The "Future of DBMS" - Part 2

by Fabian Pascal

Part 1 | Part 2

This is the second and concluding part of my comments (which are prefixed with FP) on an exchange on The Future of RDBMS in a section so named at Devshed).

Binky: I see your point about OO databases, SQL is easy to learn and can be put together to form very complicated statements in one line that conventional programming would take lots of lines to do. One problem though is that SQL does tease people into doing long lined queries that when you go back to them are difficult to follow - they work, yes, but you can't break them up. Yes you can do transactions, but people don't always do use them when they should.

I'm talking from a PHP point of view, dealing with an SQL database when I'm thinking of blobbing some XML. As everything would be processed afterwards then some extra XML processing wouldn't matter. It would also mean that different entries could have different fields (as it were) so the data setup is not so set in stone. This is essentially an RDB though with an added twist.

I think that with the world looking towards less complicated programming procedures then OODBs will not replace SQL driven RDBs. Fourth generation language superseded by third, that's a backwards step in my book.

FP: Another excellent example of the damage to database practice done by seeing everything solely via the perspective of products and industry technologies such as PHP and XML, without any awareness of the fundamentals (see my editorials at Database Debunkings and Date's "Why Is It Important to Think Clearly?" in Relational Database Writings 1994-1997)).

Andnaess: Of course, Date argues that SQL is an ad-hoc solution and completely useless, and that it should be replaced by something much better.

Have you ever done any relational algebra? If you have, writing long SQL statements is very easy, even if they grow very big. SQL doesn't tease people into doing anything. You query for the data you want, nothing more and nothing less.

Transactions are not meant to make queries easier to read, transactions are something you use to ensure data integrity. You don't really mean to say that people should use transactions to make queries easier to read do you?

FP:

"Completely useless" is perhaps a too strong characterization.
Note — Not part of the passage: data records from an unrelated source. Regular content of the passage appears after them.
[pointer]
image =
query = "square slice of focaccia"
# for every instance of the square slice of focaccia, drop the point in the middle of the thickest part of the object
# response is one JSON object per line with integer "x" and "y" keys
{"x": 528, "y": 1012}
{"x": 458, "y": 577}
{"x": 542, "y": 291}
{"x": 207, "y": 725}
Date does better than that: in The Third Manifesto: he and Darwen propose and outline Tutorial D, a truly relational data language that does not suffer from SQL's deficiencies;
SQL can be nastily procedural, complex, and hard to optimize, particularly if databases are undernormalized, a majority of which are (see chapter on normalization in Practical Issues in Database Management). Knowledge of relational algebra helps, but SQL has many flaws that even that cannot solve.

Binky: Well, I must be doing it wrong then ... So if I have a SELECT nested inside a SELECT nested inside another SELECT, I should do it like that instead of taking the information from SELECT one into a variable then using that ... oh, it's not SQL, is it? It's programming, maybe I should be doing OO databases.

Transactions, though ahh, now ... erm let me see ... Right, an example. If I want to update lots of tables then instead of joining them all in a massive long SQL statement, why not use a lot of single updates inside a transaction?

FP: this speaks for itself, no comments are necessary (again, see "Why It Is Important to Think Clearly").

Rycamor: No one ever said that SQL should be used entirely without programming. And yes, while SQL has its problems, it is the best we have at the moment.

If you have lots of SELECTs nested inside other SELECTs, then there is probably another, better way to get at your data. Re-examine your queries, or even your data structure itself. See some further discussion on trees and SQL here.

I personally am not the biggest fan of tree structures. I know that they are sometimes useful, but I don't see why programmers consider them so intuitive. For example, I think it is a pain to constantly navigate through a file heirarchy in Windows Explorer. Yes, that's why shortcuts were invented, but that is just a band-aid solution that leads to a proliferation of unorganized icons on your desktop. So IMHO, nested tree views of information definitely have their place, but when information becomes endlessly nested, I question its usefulness to the user. Maybe the structure of what is being presented to the user needs to be rethought. I rarely see the use for more than three to five levels.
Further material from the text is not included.